You obviously don’t really know CWR or read it carefully. You certainly don’t me (for the record, I’ve been the Editor of CWR for a decade). I’ll have to share your comments with my children, who are black and Hispanic (they are adopted). I’m sure they’d like to learn more about how I’ve been helping CWR embrace and promote “white supremacy” and racism.
I’ll also mention it to my good friend Deacon Harold Burke-Sivers, who has written about racism for CWR and who has a book coming out soon on the topic.
Of course, your crude rhetorical approach gives you away. In short, you employ politically-loaded language to misrepresent what CWR actually publishes, while complaining about what CWR doesn’t publish (and also while overlooking this other CNA piece we posted on racism in the U.S., etc.) And never mind the numerous pieces CWR has posted over the years on Dr. King and similar figures.

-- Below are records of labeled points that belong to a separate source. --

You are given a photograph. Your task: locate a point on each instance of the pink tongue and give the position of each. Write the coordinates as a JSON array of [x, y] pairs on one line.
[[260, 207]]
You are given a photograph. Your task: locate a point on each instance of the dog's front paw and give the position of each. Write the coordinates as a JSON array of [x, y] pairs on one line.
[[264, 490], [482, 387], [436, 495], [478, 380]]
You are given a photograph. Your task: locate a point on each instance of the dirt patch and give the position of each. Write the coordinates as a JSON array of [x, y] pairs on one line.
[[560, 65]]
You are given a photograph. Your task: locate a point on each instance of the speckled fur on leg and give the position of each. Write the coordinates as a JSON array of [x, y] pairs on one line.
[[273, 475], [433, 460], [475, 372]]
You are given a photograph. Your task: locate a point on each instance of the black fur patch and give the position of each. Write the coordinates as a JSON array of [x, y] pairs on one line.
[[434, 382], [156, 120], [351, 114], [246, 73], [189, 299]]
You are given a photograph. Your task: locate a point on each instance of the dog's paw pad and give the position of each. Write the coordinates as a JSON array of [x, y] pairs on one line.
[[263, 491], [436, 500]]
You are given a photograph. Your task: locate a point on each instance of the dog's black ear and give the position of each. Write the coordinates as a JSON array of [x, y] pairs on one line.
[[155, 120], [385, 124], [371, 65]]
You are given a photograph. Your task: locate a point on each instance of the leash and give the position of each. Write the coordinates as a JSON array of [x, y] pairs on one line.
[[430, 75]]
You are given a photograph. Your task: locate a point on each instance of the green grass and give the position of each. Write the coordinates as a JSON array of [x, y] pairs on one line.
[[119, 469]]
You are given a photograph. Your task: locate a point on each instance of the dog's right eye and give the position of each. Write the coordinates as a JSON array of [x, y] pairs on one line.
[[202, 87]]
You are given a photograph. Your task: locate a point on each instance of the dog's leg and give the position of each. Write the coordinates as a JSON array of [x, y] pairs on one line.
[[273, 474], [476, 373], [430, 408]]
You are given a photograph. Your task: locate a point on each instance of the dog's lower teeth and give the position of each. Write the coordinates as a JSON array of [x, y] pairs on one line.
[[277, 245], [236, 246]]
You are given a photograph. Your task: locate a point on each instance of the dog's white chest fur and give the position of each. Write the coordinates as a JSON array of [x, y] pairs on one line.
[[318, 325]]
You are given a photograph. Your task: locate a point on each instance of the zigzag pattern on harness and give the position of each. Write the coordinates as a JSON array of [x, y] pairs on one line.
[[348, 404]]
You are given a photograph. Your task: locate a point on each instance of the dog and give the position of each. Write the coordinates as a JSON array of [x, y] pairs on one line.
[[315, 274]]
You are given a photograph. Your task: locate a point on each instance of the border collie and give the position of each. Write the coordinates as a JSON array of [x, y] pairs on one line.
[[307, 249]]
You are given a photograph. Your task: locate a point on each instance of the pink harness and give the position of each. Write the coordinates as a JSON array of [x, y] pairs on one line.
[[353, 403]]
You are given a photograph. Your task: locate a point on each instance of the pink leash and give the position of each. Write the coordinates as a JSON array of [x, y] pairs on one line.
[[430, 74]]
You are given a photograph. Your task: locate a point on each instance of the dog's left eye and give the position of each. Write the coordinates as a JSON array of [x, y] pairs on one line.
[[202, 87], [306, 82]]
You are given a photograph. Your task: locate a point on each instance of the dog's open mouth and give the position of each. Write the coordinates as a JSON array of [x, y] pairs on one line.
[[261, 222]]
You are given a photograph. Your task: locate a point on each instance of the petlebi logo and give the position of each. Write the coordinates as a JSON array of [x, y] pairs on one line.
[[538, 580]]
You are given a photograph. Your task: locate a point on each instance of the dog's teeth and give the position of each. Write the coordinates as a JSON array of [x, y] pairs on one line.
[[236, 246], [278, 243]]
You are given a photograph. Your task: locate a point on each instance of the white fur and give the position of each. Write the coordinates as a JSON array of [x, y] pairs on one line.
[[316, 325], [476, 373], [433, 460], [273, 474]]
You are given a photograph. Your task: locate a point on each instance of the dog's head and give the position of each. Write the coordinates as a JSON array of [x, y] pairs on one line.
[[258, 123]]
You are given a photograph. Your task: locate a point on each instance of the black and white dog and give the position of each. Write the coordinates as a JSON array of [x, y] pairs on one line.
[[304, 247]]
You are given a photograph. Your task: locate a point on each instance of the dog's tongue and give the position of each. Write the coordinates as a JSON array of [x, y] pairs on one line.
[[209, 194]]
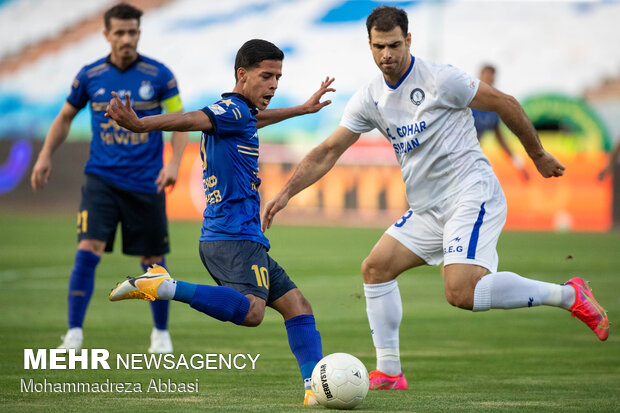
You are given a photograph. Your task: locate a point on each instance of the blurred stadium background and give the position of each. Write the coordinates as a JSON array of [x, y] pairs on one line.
[[560, 59]]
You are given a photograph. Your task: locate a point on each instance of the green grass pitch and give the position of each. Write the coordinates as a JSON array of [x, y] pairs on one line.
[[537, 359]]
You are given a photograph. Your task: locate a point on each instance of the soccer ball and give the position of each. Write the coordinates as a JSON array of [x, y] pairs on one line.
[[340, 381]]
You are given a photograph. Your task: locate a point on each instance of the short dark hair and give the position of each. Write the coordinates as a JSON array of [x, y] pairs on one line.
[[386, 18], [122, 11], [255, 51]]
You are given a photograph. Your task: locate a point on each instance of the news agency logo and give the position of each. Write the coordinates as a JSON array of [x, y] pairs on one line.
[[417, 96]]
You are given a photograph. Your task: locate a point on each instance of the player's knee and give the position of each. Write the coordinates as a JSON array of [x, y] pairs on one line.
[[253, 319], [255, 315], [304, 305], [375, 271], [95, 246]]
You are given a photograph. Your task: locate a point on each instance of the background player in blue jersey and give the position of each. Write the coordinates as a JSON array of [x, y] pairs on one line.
[[485, 121], [125, 175], [232, 245]]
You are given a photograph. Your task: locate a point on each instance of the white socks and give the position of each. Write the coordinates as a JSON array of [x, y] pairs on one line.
[[508, 290], [385, 312], [166, 290]]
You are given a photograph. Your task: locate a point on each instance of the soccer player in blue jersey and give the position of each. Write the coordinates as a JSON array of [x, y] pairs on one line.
[[489, 121], [125, 175], [232, 246]]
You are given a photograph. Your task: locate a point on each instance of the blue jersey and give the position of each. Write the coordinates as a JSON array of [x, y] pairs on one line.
[[484, 121], [229, 155], [119, 156]]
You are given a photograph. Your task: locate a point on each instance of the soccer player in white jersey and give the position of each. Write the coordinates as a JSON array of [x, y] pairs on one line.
[[457, 207]]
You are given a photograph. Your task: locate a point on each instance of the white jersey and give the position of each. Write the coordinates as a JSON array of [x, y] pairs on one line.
[[426, 118]]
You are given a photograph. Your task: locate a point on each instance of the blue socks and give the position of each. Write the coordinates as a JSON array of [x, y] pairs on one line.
[[159, 308], [81, 286], [222, 303], [305, 343], [184, 291]]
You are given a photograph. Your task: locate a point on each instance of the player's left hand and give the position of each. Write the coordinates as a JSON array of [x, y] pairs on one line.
[[314, 104], [271, 209], [167, 177], [123, 114], [548, 166]]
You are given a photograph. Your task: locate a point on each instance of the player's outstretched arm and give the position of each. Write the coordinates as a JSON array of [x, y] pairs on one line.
[[511, 113], [312, 105], [169, 173], [316, 164], [55, 137], [125, 116], [517, 161], [609, 168]]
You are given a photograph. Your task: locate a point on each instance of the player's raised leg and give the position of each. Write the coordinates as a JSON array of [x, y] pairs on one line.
[[222, 303], [160, 337], [386, 261], [81, 286], [303, 337], [507, 290]]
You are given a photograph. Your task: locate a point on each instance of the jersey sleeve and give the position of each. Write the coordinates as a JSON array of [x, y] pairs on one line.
[[354, 117], [226, 117], [169, 82], [78, 96], [456, 88]]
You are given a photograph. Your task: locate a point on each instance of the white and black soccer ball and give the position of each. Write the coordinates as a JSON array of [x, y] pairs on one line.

And your misrepresentation of St. Paul’s words and intent in Galatians is just as revealing. You like to smear and slander. How very Christ-like of you.
Dear Mr Brice:
Catholics typically want to support the pope. It makes sense and yet, the incumbent steps outside of the bounds of church tradition, not to mention fidelity to Christ. It is not difficult to touch on recent examples. Should the faithful remain mute?
Titus 2:15 Declare these things; exhort and rebuke with all authority. Let no one disregard you.
2 Timothy 4:2 Preach the word; be ready in season and out of season; reprove, rebuke, and exhort, with complete patience and teaching.
1 Timothy 5:20 As for those who persist in sin, rebuke them in the presence of all, so that the rest may stand in fear.
These guidelines pertain to liberal and conservative followers of Christ. Where there is disharmony it needs to be addressed. If the cause of the problem happens to come from the top, the same rules apply.